In this paper, we propose a novel Convolutional Neural Network (CNN) architecture for learning multi-scale feature representations with good tradeoffs between speed and accuracy. This is achieved by using a multi-branch network, which has different computational complexity at different branches. Through frequent merging of features from branches at distinct scales, our model obtains multi-scale features while using less computation. The proposed approach demonstrates improvement of model efficiency and performance on both object recognition and speech recognition tasks,using popular architectures including ResNet and ResNeXt. For object recognition, our approach reduces computation by 33% on object recognition while improving accuracy with 0.9%. Furthermore, our model surpasses state-of-the-art CNN acceleration approaches by a large margin in accuracy and FLOPs reduction. On the task of speech recognition, our proposed multi-scale CNNs save 30% FLOPs with slightly better word error rates, showing good generalization across domains. The codes are available at https://github.com/IBM/BigLittleNet

Paper Structure

This paper contains 22 sections, 1 equation, 5 figures, 12 tables.

Figures (5)

  • Figure 1: Our proposed Big-Little Net (bL-Net) for efficient multi-scale feature representations. (a) The bL-Net stacks several Big-Little Modules.
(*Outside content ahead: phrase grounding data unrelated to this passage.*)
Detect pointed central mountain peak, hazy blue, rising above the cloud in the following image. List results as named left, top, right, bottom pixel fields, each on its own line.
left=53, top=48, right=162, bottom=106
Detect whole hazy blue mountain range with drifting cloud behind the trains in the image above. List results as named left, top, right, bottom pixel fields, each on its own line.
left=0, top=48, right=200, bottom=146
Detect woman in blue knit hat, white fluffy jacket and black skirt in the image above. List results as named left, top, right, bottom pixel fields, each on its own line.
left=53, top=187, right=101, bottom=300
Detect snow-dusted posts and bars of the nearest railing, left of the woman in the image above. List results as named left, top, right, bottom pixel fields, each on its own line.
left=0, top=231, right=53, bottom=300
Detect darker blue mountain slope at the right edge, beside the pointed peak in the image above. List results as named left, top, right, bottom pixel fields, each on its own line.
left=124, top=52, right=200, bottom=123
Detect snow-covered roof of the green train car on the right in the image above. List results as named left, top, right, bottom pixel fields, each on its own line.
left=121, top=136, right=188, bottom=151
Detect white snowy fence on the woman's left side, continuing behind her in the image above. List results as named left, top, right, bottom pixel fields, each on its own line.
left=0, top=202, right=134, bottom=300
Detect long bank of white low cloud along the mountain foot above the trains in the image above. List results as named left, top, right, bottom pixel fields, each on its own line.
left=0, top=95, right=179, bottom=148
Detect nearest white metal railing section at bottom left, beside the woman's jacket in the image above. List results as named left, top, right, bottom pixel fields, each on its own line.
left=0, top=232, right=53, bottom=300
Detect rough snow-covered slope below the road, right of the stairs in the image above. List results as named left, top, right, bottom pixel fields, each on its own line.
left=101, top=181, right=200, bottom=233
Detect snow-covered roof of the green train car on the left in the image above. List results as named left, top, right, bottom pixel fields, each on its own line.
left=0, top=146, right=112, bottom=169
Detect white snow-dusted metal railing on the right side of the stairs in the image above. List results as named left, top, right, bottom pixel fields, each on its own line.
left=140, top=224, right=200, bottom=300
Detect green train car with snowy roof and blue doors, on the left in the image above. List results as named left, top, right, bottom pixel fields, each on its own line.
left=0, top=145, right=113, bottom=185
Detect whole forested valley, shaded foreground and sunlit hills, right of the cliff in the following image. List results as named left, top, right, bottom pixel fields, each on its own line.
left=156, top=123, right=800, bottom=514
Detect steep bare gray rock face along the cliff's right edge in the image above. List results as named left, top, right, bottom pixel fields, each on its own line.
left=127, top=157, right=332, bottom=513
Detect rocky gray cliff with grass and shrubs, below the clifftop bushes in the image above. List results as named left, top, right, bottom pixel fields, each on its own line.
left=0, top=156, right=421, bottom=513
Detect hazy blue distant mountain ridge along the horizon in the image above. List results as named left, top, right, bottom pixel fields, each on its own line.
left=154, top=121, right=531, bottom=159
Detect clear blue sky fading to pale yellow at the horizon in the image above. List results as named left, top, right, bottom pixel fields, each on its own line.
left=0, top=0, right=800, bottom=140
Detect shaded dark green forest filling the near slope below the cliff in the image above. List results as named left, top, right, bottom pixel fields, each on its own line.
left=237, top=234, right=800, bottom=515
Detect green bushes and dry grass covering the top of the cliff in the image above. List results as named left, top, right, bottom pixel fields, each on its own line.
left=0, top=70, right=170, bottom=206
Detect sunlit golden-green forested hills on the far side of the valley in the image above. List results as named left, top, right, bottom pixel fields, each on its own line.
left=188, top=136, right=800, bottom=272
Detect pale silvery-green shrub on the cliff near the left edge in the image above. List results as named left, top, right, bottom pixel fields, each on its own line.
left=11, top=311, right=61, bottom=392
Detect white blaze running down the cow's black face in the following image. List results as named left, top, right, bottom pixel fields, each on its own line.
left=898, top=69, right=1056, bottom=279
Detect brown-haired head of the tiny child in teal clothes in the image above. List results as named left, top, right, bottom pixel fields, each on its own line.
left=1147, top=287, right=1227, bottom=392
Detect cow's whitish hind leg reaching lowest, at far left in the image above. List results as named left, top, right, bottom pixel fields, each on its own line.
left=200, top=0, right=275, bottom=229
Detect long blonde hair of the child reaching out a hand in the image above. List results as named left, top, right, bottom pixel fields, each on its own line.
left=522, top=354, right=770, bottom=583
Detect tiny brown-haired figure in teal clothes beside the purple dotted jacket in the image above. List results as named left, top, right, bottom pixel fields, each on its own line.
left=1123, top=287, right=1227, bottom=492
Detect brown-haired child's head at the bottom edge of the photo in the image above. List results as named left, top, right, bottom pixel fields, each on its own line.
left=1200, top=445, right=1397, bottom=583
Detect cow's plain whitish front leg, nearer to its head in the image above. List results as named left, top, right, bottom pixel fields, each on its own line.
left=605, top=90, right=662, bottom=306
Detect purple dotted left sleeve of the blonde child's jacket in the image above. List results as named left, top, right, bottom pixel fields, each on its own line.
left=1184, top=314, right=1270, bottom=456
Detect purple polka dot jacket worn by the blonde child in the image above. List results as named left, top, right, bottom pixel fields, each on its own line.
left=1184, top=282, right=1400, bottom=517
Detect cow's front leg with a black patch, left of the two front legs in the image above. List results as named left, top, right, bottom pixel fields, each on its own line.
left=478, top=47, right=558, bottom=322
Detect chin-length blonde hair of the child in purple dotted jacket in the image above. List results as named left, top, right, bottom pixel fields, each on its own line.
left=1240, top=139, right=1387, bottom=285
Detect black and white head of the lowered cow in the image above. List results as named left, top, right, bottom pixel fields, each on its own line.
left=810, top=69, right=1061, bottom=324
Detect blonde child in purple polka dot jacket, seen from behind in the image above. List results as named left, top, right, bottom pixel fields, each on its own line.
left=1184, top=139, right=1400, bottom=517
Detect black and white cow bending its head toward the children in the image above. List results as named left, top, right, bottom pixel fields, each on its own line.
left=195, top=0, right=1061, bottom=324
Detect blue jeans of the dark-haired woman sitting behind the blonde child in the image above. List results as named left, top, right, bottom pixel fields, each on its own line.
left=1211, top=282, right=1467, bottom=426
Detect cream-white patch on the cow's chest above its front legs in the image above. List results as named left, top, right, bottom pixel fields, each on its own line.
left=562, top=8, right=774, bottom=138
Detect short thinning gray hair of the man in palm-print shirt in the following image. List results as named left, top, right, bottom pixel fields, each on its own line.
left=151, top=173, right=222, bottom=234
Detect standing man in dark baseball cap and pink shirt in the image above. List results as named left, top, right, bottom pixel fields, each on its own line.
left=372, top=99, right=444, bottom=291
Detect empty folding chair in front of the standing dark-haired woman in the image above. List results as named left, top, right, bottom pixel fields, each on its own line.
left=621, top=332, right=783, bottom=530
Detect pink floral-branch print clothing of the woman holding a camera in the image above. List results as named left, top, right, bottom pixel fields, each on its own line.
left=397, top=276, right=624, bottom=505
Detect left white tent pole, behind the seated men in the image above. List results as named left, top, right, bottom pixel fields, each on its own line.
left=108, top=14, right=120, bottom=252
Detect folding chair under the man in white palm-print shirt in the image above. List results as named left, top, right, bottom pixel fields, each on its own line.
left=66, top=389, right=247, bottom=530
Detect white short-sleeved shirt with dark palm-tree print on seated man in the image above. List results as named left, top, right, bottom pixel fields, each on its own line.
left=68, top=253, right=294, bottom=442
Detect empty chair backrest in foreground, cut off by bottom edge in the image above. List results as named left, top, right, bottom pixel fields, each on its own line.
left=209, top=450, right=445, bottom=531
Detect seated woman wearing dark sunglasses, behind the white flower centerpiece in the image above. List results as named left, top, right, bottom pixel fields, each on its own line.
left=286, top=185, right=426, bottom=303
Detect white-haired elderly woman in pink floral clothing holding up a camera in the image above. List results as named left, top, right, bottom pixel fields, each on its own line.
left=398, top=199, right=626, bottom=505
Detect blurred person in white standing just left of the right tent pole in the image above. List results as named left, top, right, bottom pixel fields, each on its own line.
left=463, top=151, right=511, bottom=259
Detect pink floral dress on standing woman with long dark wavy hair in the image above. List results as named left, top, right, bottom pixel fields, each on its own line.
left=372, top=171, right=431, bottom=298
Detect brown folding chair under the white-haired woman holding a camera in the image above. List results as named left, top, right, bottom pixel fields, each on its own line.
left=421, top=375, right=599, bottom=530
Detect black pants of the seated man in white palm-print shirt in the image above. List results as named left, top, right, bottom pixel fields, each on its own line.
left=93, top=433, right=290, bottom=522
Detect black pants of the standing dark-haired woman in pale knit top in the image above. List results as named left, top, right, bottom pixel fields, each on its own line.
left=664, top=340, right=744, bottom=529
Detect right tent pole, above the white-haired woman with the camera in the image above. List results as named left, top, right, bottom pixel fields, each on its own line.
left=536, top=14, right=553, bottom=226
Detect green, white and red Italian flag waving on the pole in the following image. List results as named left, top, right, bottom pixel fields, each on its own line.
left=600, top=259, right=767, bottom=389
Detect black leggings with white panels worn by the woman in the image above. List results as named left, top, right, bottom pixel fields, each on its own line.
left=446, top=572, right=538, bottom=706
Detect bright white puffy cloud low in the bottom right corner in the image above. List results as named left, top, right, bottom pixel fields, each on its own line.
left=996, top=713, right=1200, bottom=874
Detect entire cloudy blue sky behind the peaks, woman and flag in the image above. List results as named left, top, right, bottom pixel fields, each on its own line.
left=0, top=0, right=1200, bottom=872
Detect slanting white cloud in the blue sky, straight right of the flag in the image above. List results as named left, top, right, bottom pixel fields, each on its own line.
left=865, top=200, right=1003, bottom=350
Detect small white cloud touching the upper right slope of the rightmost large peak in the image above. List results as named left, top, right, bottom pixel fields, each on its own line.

A bL-module include $K$ branches ($K=2$ in this illustration) where the $k^{th}$ branch represents an image scale of $1/2^{k}$. 'M' here denotes a merging operation. (b) Our implementation of the Big-Little Module includes two branches. The Big-Branch has the same structure as the baseline model while the Little-Branch reduces the convolutional layers and feature maps by $\alpha$ and $\beta$, respectively. Larger values of $\alpha$ and $\beta$ lead to lower computational complexity in Big-Little Net.
  • Figure 2: Comparison with the ResNet and ResNeXt related works.
  • Figure 3: Comparison performance among other types of networks. (a) FLOPs. (b) GPU Speed.
  • Figure 4: Prediction results for bL-ResNet-50 and ResNet-50-lowres. True labels, predicted labels and their probability are listed in the table. When both models predicts correctly ((a) and (b)), bL-ResNet-50 achieves much higher probability; on the other hand, bL-ResNet-50 captures the details on the object and then predicts correctly ((c) and (d)).
  • Figure 5: Comparison memory requirement at the training and test phases among other types of networks. (a) Training. (b) Test. (The batch size is 8.)